As I’ve mentioned previously, I periodically try out new task management software. The latest in that story is Emacs and Org-mode.

What is Org?

In its creator’s own words, Org is:

“for keeping notes, maintaining TODO lists, planning projects, and authoring documents with a fast and effective plain-text system”

It started as an Emacs extension for authoring documents with some neat outlining features, then went mad with power and became a complete personal information organiser.

But wait, what the **** is Emacs?

Emacs is the mother of all text editors. It’s one of the oldest pieces of free software, having been around since the dawn of time 1970’s, and is still under active development. Being so venerable, it still cleaves to the conventions of the 70’s and is entirely keyboard-controllable (though it now has excellent support for your favourite rodent as well).

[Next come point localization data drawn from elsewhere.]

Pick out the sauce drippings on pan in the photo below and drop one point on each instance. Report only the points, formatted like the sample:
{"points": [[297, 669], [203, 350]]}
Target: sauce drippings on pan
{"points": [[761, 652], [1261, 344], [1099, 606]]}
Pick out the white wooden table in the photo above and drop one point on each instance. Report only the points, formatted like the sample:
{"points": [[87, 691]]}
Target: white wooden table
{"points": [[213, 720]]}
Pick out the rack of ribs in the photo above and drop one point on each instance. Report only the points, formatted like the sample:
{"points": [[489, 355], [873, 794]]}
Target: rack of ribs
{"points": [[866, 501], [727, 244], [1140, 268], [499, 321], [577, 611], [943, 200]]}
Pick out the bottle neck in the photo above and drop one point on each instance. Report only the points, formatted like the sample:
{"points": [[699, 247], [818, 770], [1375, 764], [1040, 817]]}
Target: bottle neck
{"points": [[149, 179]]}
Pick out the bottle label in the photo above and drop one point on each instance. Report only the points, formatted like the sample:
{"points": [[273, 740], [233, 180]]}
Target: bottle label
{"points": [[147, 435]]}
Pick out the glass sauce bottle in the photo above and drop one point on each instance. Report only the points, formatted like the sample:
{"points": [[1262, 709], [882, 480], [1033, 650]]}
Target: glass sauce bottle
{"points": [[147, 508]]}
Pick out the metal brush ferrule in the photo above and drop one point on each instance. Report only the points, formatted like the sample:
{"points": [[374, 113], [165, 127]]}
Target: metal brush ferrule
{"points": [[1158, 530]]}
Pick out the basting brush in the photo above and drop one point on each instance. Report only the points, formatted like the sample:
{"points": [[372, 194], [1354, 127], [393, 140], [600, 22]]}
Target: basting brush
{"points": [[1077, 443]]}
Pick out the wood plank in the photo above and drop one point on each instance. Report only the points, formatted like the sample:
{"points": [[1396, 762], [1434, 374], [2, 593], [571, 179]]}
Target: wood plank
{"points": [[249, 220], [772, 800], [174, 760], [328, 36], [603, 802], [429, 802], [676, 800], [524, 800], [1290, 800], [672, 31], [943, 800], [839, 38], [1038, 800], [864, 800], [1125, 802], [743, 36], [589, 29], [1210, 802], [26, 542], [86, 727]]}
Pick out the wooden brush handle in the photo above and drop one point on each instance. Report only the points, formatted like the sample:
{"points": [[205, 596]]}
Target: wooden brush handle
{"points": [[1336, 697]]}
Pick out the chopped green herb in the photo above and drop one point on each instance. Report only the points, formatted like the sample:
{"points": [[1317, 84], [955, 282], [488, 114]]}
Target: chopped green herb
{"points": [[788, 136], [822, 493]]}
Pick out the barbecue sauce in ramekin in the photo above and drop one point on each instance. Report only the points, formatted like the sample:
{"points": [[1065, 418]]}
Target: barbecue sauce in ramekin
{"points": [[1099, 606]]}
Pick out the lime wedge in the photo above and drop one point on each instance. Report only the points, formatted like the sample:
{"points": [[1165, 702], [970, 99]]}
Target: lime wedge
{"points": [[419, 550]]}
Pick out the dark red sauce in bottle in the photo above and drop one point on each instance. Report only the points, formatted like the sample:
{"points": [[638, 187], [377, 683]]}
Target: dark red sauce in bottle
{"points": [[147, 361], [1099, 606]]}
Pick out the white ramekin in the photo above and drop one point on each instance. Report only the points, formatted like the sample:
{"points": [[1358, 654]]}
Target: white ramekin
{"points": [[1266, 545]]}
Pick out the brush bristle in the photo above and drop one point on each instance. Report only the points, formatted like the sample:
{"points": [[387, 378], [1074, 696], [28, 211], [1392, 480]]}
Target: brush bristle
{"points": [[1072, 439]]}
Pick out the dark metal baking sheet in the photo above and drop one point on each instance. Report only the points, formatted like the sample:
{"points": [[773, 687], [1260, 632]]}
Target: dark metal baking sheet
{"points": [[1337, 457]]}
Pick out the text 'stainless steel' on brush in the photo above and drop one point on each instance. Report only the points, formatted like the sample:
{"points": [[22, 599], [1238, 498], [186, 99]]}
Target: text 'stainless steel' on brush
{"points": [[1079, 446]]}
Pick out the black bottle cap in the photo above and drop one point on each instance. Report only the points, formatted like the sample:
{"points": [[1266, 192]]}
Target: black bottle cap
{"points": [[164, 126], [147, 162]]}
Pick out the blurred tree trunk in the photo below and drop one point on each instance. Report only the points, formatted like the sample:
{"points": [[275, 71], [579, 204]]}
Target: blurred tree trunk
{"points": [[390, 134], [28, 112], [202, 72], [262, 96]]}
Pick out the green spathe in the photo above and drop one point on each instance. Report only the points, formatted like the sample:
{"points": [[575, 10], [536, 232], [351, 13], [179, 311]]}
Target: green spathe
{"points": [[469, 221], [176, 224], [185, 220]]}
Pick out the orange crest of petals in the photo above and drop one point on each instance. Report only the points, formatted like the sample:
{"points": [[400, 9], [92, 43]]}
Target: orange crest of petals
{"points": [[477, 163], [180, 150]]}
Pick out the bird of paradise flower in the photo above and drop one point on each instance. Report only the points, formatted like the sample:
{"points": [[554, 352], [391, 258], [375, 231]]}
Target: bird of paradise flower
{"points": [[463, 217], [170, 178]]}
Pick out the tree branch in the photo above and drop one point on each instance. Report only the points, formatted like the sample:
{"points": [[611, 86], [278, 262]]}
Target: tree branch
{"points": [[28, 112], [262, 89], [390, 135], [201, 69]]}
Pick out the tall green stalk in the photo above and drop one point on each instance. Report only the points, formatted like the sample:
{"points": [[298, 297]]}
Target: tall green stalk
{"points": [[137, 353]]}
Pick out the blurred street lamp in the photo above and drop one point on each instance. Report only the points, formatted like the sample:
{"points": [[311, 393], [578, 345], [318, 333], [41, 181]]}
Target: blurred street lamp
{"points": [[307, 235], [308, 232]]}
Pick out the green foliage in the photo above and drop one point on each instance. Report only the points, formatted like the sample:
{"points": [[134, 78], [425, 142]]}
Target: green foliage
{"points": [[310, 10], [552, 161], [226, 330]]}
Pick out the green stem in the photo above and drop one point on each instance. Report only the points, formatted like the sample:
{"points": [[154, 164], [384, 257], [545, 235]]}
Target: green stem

“Text editor” is actually a pretty loose term in this instance: it’s completely programmable, in a slightly odd language called Elisp (which appeals to my computer scientist side). Because many of the people who use it are programmers, it’s been extended to do almost anything that you might want, from transparently editing encrypted or remote (or both) files to browsing the web and checking your email.

My needs for an organisational system

In my last productivity-related post I mentioned that the key properties of a task management system were:

  • One system for everything
  • Multiple ways of structuring and viewing tasks

I would now probably add a third property: the ability to “shrink-wrap”, or be as simple as possible for the current situation while keeping extra features hidden until needed.

And Org very much fits the bill.

One system for everything

Emacs has been ported to pretty much every operating system under the sun, so I know I can use it on my Linux desktop at work, my iMac at home plus whatever I end up with in the future. Because the files are all plain text, they’re trivial to keep synchronised between multiple machines.

There are also apps for iOS and Android, and while they’re not perfect, they’re good enough for when I want to take my todo list on the road.

Multiple ways of structuring and viewing tasks

Whatever I’m doing in Emacs, an instant agenda with all my current tasks is only two keystrokes away. That’s programmable too, so I have it customised to view my tasks in the way that makes most sense to me.

Shrink wrapping

Org has a lot of very clever features added by its user community over its 10+ years, but you don’t have to use them, or even know they exist, until you need them. As an illustration, a simple task list in Org looks like this:

* TODO Project 1
** TODO Task one
** TODO Task two

* TODO Project 2
** DONE Another task
** TODO A further task

And changing TODO to DONE is a single keystroke. Simplicity itself.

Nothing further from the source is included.